Military watches from an army-inspired Tudor tool watch to a historically commissioned pieces from the Longines archives. It doesn't matter whether you're an armed forces nut or just love the rugged aesthetic, these three timepieces are perfect for whatever you can throw at them:
Tudor Black Bay 41 on a camo strap
After the success of the Black Bay 36mm in 2016, Tudor received such demand for a larger version that it unveiled the Black Bay 41 at this year’s Baselworld. But it would be unfair to say that this was just a larger version of the same watch – well, strictly speaking it is, but the case design has been carefully considered to keep it as streamlined as its slim little brother. While it’s military credentials aren’t especially obvious, save for a very handsome camouflage NATO strap, the highly serviceable 38-hour power reserve on its ETA 2824 movement certainly harks back to the days when these dependable tool watches were in the trenches. These days, it just makes for a versatile beater for the everyday – and at a great price point, too.
£1,790; for more information, see tudorwatch.com
Longines Heritage Military L2.818.104.22.168
Delving into the archives for its latest timepiece, Longines has released a modern update to a classic military watch dating back to 1918. Like the original, the dial is dominated by strikingly large Arabic numerals and a sub-seconds dial – offering excellent legibility on the battlefield, you might say – but the brand has increased the case size to 44mm and lengthened the lugs to bring it in line with modern tastes, while also adding elegant cathedral hands to the aesthetic. Inside, an ETA self-winding L615.3 movement offers an impressive 42-hour power reserve for added convenience to this attractive timepiece. Really, though, this is a bold and beautiful example of why keeping one eye on the past can still create excellent watches for the modern wrist.

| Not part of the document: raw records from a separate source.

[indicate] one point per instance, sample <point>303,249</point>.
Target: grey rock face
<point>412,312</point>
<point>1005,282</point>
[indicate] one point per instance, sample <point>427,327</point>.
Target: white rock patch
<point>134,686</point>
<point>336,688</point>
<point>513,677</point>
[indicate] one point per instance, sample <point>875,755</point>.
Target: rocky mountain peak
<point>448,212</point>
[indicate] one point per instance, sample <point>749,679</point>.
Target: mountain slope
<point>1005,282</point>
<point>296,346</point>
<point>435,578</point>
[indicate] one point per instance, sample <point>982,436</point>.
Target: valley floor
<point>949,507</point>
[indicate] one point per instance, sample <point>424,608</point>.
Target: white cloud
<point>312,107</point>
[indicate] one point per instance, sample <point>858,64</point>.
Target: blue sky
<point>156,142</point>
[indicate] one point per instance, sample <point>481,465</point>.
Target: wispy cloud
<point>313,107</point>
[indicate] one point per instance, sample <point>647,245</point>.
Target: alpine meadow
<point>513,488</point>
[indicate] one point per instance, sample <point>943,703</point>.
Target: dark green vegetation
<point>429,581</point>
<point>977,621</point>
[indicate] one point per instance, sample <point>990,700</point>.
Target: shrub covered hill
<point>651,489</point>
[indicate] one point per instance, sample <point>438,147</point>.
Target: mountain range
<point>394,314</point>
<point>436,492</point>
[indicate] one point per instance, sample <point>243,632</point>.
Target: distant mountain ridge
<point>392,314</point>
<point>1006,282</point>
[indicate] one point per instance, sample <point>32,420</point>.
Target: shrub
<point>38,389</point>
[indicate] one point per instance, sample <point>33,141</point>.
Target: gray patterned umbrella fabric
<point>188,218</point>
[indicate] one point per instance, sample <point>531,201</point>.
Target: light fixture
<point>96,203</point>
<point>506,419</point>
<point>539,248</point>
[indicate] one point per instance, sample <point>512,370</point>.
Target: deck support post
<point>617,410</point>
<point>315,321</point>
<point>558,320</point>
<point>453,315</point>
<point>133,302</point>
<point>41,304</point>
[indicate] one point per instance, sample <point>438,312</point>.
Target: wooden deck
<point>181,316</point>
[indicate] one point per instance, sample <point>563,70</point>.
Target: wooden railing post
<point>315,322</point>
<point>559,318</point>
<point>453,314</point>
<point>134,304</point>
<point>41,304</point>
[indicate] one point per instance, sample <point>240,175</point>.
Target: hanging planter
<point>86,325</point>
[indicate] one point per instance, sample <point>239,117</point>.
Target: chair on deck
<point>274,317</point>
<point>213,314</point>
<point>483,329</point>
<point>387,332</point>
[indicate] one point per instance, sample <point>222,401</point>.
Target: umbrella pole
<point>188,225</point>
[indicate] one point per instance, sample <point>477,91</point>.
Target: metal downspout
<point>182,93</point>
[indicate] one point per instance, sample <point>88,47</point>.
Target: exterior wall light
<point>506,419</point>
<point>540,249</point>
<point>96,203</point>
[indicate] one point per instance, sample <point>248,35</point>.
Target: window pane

£1,390; for more information, see longines.com
Breitling Avenger Blackbird Boutique Edition
No watch shouts masculinity with quite the same throaty rasp as Breitling’s Avenger Blackbird. At 48mm, it’s one hefty unit, but thanks to a lightweight titanium case construction and inward curving lugs it’s surprisingly wearable as well as tough as nails. The self-winding Breitling 17 movement boasts a 40-hour power reserve is ready for war (not that you’ll be going anywhere near one of those), while this boutique version also features a carbon fibre dial and a painted pinup girl figure on its caseback. Like much of this watch, this is straight out of the 40s: grab your bomber jacket and wayfarers, and strap the Avenger Blackbird to your wrist.